Pubblicato: 04-02-2023
Rubrica: Dibattiti
Craxi e il partito: un problema di metodo?

Il dibattito su Bettino Craxi che si sta sviluppando in queste settimane su “Critica Sociale” è stimolante perché sta cercando, senza retorica né agiografie, di provare a mettere a fuoco meriti e complessità di una figura centrale della storia socialdemocratica, come hanno ribadito con chiarezza Alberto Benzoni, Massimiliano Amato e Giovanni Scirocco.

Con questo intervento mi propongo, più in piccolo, di riflettere attorno a un tassello della complessa vicenda politica e umana di Craxi: quale il suo rapporto con il Psi e la sua macchina organizzativa?

Nella prima fase della sua segreteria, grosso modo attorno al periodo 1976-1981, il partito ebbe innegabilmente un ruolo centrale. Vari livelli della “macchina” vennero coinvolti, per esempio, nell’elaborazione del Progetto socialista, forse l’ultimo documento ad ampio respiro concepito in un partito della sinistra italiana, capace di prospettare proposte per la quotidianità e al tempo stesso di tracciare una rotta per la trasformazione profonda della società, ovviamente in senso socialista.

Con l’arrivo degli anni Ottanta, e ancor di più dopo l’assunzione della guida del governo nel 1983, ecco però che quel tipo di approccio venne progressivamente messo da parte. Contestualmente al declino del “partito di massa tradizionale” e all’ascesa del “partito americano elettorale”, al Congresso di Palermo del 1981 – come ha ricordato Scirocco – Craxi fece approvare la modifica dell’articolo 26 dello statuto, consentendo così l’elezione diretta del segretario nazionale da parte dei delegati congressuali.

Quella scelta corrispose però ad un sostanziale abbandono dell’idea di rafforzare la struttura del partito, anche attraverso un ampliamento del suo radicamento sociale. Certo, il Psi non fu l’unica forza della socialdemocrazia europea ad agire in questo senso – si pensi, ad esempio, al travaglio del Labour inglese, a quello della Spd tedesca e anche a quello del Ps francese di Mitterrand sempre negli anni Ottanta –; tuttavia, questa scelta, che all’epoca parve ai più in linea con il nuovo clima politico e culturale che si stava affermando nel paese dopo le vicissitudini degli anni Settanta, fu all’origine dell’implosione del 1992-1994.

Non voglio certo sottovalutare il peso di Tangentopoli e alcune sue storture: per esempio, basti ricordare che qualche “dubbio sulla correttezza dei metodi usati dai giudici traspariva quando dalla procura milanese filtravano anche gli allegati secretati alle domande di autorizzazione a procedere per i deputati coinvolti nel caso Chiesa, primo tra questi il leader del Psi” (S. Colarizi, M. Gervasoni, La tela di Penelope: Storia della seconda Repubblica, Laterza, Roma-Bari, 2014).

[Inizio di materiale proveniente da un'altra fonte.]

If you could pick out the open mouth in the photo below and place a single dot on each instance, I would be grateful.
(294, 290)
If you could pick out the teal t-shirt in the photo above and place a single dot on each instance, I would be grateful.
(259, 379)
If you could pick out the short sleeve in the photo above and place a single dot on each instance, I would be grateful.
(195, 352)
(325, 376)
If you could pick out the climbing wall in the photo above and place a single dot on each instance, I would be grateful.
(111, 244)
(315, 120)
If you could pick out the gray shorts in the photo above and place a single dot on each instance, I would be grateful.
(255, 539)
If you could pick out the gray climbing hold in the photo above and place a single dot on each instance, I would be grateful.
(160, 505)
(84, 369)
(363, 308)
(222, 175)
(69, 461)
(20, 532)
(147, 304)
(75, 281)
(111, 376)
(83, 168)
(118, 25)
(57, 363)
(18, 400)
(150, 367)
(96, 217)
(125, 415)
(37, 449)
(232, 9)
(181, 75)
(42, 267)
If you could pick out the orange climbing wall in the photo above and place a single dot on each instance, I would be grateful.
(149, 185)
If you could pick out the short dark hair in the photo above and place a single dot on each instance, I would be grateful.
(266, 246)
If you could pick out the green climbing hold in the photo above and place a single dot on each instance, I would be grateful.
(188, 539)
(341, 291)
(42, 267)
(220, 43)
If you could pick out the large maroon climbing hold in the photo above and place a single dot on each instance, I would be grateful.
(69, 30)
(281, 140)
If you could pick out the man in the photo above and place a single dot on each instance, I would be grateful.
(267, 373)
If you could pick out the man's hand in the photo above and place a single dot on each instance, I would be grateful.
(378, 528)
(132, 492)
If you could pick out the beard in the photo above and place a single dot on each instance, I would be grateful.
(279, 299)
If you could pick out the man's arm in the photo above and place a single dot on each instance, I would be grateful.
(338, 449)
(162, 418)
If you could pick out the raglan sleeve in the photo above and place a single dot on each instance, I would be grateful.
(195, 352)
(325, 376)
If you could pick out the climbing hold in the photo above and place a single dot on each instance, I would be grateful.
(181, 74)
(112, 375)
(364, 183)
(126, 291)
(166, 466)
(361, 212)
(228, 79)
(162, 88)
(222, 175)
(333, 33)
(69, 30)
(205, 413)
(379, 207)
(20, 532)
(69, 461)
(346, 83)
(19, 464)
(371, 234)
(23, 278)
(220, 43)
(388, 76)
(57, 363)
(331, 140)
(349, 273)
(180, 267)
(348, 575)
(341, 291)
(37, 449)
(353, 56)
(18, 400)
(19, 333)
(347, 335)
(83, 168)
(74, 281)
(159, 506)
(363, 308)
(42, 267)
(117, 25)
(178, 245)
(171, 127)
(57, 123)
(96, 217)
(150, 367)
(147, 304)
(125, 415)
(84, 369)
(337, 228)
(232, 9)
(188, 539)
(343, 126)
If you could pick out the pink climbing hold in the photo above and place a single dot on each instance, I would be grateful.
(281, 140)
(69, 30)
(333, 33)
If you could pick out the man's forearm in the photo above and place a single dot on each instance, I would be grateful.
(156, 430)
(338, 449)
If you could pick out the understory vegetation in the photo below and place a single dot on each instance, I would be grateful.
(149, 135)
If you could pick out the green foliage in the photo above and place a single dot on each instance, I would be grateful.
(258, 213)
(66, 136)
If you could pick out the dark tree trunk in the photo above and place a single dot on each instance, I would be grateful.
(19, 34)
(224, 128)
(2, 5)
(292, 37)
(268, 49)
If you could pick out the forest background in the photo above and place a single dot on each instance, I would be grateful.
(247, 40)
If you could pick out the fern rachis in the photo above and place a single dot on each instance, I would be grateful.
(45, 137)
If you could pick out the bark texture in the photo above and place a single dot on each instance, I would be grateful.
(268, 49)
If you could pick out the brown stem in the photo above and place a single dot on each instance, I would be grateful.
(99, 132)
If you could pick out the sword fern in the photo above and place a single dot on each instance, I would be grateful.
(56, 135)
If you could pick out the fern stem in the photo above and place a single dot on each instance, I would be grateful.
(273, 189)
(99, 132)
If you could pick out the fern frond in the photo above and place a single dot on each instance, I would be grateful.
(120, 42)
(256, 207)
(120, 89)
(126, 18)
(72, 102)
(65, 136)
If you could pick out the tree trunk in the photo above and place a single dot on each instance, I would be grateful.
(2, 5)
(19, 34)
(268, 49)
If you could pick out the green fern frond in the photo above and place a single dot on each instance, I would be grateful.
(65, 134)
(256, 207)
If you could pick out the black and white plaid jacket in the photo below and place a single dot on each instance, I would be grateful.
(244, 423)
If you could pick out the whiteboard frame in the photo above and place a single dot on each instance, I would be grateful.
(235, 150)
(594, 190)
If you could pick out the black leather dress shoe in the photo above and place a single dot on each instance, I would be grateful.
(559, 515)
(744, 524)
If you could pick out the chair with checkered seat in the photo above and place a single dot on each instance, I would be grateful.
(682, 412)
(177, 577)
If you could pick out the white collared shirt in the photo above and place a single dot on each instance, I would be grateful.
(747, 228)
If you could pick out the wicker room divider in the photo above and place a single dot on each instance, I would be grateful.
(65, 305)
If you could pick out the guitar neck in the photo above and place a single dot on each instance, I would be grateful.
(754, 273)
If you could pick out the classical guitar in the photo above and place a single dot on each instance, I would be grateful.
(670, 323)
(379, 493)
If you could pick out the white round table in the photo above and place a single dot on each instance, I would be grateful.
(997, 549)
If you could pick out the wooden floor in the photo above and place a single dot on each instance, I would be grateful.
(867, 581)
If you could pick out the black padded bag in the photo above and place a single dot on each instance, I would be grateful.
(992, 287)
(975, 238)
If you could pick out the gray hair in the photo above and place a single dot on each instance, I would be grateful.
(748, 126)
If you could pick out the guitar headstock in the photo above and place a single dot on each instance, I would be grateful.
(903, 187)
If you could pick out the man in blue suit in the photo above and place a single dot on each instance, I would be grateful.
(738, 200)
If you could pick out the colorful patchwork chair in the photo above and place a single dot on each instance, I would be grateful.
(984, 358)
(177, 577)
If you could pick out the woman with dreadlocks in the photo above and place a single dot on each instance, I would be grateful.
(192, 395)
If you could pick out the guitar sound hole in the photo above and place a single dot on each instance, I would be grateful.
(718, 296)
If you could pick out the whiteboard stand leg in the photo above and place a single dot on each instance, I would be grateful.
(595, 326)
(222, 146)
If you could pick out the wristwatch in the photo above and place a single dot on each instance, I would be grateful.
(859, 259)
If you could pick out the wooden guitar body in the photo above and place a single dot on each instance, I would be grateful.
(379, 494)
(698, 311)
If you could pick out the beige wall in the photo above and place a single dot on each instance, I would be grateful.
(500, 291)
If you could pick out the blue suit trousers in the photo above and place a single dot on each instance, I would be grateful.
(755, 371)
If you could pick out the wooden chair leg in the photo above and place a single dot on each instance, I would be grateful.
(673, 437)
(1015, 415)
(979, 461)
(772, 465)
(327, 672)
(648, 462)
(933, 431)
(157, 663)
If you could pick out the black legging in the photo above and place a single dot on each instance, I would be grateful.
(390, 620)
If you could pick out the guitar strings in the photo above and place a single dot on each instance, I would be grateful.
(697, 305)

La macchina si sgretolò anche perché ve ne fu poca cura da parte di chi ne era il massimo responsabile. E non sto parlando di questioni imperscrutabili e non ben visibili già un decennio prima rispetto all’esplosione, nella primavera del 1992, dell’ondata di arresti e di avvisi di garanzia che travolse il gruppo dirigente del Psi. Nella riunione della direzione socialista del 7 settembre 1983, quindi a due mesi dall’elezione di Craxi alla presidenza del Consiglio, Riccardo Lombardi ripropose “con forza l’attribuzione alla Commissione centrale di controllo non più solo di poteri giudiziari in base a denunce di comportamenti scorretti, ma anche di poteri di iniziativa preventiva iniziando indagini generalizzate sullo stato di salute e morale delle diverse Federazioni. Accogliere tale rinnovata proposta sarebbe una manifestazione concreta della determinazione del partito ad eliminare i fattori inquinanti che ne hanno offuscato l’identità” (“Avanti!”, 9 settembre 1983).

Parole profetiche, che però non vennero ascoltate a dovere. Con le conseguenze che tutti ben conosciamo.